Court Opinion

ID: 3513822
Source: CourtListenerOpinion
Date Created: 2016-07-05 22:24:58.375619+00
Date Added: 2024-06-11T14:05:41.550872
License: Public Domain

Appellant was convicted of murder, and the verdict and judgment carries the death penalty. There is no assignment of errors and counsel have filed no brief. Consistent with a policy which this Court has imposed upon itself in death cases, we have not dismissed the appeal but have in the interest of justice examined the record, lest by some chance and patent error, the extreme penalty may be unjustly exacted.
We find no error in the instructions given for the State. Sua sponte, we take notice of a motion to quash the indictment. The second ground is assigned in this language: "For defects and irregularities in the drawing, summonings, impaneling and organization of the Grand Jury."
The challenge is in terms too general under ordinary circumstances. Yet, we assume, to the advantage of the defendant, that the basis was made particular by the introduction of testimony purporting to relate to the method of summoning and impaneling the grand jury.
Counsel for the defendant offered the entire record in the case of Patton v.

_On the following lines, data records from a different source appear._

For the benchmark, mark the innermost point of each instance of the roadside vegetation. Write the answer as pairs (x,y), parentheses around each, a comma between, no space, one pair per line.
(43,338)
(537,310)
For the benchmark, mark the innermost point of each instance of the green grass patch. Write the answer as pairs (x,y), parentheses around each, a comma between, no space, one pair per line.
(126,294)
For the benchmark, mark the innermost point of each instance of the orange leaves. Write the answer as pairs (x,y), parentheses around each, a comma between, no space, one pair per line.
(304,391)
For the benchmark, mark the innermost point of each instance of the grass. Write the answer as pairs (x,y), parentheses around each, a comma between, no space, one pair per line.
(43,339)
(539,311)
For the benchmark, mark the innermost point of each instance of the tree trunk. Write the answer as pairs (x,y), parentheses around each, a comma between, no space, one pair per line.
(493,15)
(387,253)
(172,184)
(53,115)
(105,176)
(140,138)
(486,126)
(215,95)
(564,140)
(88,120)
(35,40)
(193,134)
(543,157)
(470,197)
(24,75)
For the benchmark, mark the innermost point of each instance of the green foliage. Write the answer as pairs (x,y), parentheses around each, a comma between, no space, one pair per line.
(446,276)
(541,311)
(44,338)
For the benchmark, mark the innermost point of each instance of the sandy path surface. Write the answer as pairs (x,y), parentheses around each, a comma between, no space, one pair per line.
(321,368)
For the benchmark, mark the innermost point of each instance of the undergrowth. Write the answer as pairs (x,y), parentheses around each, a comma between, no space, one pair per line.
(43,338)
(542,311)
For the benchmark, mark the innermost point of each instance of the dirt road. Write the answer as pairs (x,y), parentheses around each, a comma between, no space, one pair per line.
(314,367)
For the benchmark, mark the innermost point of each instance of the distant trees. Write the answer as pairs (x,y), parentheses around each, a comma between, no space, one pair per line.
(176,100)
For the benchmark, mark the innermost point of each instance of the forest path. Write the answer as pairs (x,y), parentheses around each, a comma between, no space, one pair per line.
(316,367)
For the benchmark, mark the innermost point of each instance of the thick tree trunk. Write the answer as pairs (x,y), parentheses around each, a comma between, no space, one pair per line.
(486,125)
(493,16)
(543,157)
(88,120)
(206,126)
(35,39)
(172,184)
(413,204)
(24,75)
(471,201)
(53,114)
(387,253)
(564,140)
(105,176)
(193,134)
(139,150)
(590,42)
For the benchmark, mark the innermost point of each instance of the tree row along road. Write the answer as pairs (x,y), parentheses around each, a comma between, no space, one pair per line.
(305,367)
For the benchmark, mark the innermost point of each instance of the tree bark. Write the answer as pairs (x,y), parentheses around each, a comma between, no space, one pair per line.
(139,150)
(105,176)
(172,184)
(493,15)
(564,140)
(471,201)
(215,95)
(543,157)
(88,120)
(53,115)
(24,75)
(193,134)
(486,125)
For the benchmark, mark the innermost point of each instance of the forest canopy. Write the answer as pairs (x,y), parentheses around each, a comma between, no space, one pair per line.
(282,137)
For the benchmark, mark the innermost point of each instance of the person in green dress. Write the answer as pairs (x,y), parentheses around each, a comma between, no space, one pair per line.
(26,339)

State, 201 Miss. 410, 29 So.2d 96. After colloquy with the trial judge, counsel stated as follows: "If the Court please, it having been agreed that the witnesses in the case of Eddie Buster Patton, No. 4539, that the witnesses called in that case would testify to the same state of facts if called here the testimony is adopted as given in that particular case, if the Court please, Volume 1 of that record contains the material pertinent to this motion." The State's attorney replied as follows: "I don't think that is clear enough. Let the record show *Page 438 
that the State will agree that if the witnesses, and he can name them, that appear to have testified in Volume 1 in the case of State of Mississippi against Eddie Patton, which was tried at a former term of this court, that if they were called to testify in the present case, that is the case of the State against Monroe Gipson, that they would testify to the facts as they testified to the Buster Patton case. I have agreed to that much of it and no more." The testimony offered, therefore, was that relating to the method of drawing and impaneling the grand jury in the Patton case, including preexisting practices as to the alleged exclusion of Negroes from the jury box. The record shows that the defendant murdered his own mother.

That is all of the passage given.